If you receive a financial aid grant, it will not cover your tuition and living expenses. Generally, our financial aid grants, when given, cover less than one-third of the cost of tuition. University regulations do not permit “waivers” of tuition. We cannot provide assistance for all deserving applicants, and funds must be allocated on the basis of comparative merit and financial need. Most students must therefore expect to meet their expenses from other sources. Applicants from abroad are encouraged to contact the educational attaché at the U.S. Embassy or consulate in their home country for assistance that may be available under the Fulbright or similar programs.
The Law School does not offer financial aid to S.J.D. students.
Applicants requesting financial aid should provide detailed and accurate information regarding their finances and, where applicable, the finances of their spouses or parents. In calculating the amount of financial aid to be requested, it is important to distinguish “wants” from “needs” and to apply only for that amount of aid that is actually needed to attend the Law School. Requests for full or nearly full funding cannot be met and will disadvantage the applicant relative to others in determining the allocation of scholarship funds.

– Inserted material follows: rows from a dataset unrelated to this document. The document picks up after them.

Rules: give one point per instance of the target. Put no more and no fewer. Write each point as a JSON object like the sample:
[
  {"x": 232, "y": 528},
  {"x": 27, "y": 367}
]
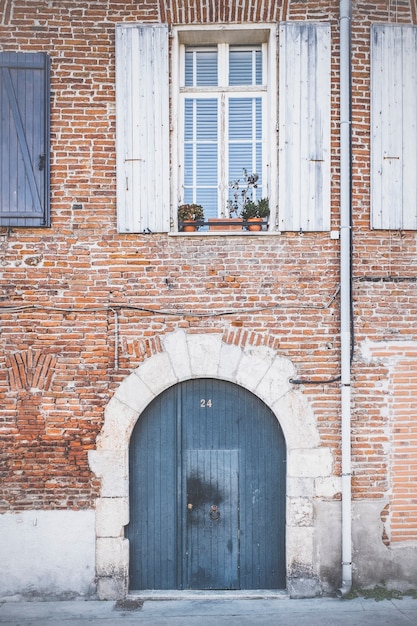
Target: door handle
[{"x": 214, "y": 512}]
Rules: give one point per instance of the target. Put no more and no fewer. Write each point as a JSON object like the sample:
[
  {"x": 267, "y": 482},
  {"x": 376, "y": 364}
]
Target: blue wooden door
[
  {"x": 207, "y": 491},
  {"x": 212, "y": 519}
]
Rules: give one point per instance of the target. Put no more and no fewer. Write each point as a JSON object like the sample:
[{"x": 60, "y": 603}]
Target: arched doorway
[{"x": 207, "y": 472}]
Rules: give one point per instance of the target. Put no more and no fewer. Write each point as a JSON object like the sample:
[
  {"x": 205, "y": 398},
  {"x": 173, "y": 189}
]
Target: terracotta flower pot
[
  {"x": 225, "y": 223},
  {"x": 189, "y": 226}
]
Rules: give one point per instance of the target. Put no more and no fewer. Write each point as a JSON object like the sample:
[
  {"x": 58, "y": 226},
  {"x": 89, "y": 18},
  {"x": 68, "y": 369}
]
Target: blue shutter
[
  {"x": 142, "y": 114},
  {"x": 394, "y": 127},
  {"x": 24, "y": 131},
  {"x": 304, "y": 127}
]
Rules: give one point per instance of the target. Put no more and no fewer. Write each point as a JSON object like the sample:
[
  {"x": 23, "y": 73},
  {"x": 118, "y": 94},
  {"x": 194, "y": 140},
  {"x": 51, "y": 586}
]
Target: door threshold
[{"x": 210, "y": 594}]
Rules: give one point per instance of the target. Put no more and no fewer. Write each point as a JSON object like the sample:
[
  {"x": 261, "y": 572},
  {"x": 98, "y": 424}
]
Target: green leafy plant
[
  {"x": 255, "y": 209},
  {"x": 190, "y": 212}
]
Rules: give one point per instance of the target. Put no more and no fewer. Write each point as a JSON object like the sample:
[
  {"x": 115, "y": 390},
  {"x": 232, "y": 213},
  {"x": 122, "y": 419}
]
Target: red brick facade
[{"x": 82, "y": 305}]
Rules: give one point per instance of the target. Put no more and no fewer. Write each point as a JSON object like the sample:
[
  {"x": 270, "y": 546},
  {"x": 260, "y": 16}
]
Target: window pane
[
  {"x": 200, "y": 67},
  {"x": 245, "y": 148},
  {"x": 245, "y": 66},
  {"x": 201, "y": 153}
]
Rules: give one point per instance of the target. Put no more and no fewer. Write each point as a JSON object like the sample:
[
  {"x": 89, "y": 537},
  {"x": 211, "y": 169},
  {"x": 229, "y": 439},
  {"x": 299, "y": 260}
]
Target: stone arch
[{"x": 257, "y": 368}]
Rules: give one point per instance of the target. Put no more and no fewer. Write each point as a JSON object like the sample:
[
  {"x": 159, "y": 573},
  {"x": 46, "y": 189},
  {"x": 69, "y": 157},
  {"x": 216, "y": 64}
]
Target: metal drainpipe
[{"x": 345, "y": 13}]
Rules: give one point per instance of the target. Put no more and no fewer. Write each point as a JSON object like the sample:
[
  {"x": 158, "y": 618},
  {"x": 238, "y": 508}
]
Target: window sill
[{"x": 223, "y": 233}]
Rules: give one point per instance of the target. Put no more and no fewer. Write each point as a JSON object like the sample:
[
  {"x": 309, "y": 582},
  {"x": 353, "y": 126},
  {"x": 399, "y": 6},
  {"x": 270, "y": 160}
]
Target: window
[
  {"x": 222, "y": 108},
  {"x": 393, "y": 127},
  {"x": 24, "y": 131},
  {"x": 201, "y": 110}
]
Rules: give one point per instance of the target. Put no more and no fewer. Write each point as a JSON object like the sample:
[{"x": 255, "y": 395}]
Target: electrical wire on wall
[{"x": 116, "y": 308}]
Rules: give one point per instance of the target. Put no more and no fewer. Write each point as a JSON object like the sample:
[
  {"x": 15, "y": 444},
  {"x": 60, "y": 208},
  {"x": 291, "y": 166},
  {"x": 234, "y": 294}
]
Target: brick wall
[{"x": 82, "y": 306}]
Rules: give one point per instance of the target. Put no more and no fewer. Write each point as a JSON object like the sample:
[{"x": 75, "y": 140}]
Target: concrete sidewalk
[{"x": 212, "y": 612}]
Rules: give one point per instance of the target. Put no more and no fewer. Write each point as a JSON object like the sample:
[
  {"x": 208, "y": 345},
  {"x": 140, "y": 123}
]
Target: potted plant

Any award of financial aid from the School of Law is tentative. If you receive an outside award, you are required to notify the Graduate Program of any changes in your financial situation. Any award from the University of Virginia may be reduced or withdrawn completely due to a change in your financial situation.
The employment status of foreign students is closely regulated by U.S. immigration laws. Students with F-1 status may seek limited employment on campus under certain conditions and with the approval of the chair of the Graduate Program Committee. In any case, Law School policy prohibits employment of more than 20 hours per week. The Law School does not have teaching fellowships. Some students may be able to receive limited compensation as research assistants for individual faculty members or from working in the law library. These positions are not available through the Graduate Studies Office but must be individually arranged after the student has completed registration at the Law School.
Admissions decisions are made without regard to requests for financial assistance. Awards are generally made only after an applicant has responded with interest to an offer of admission.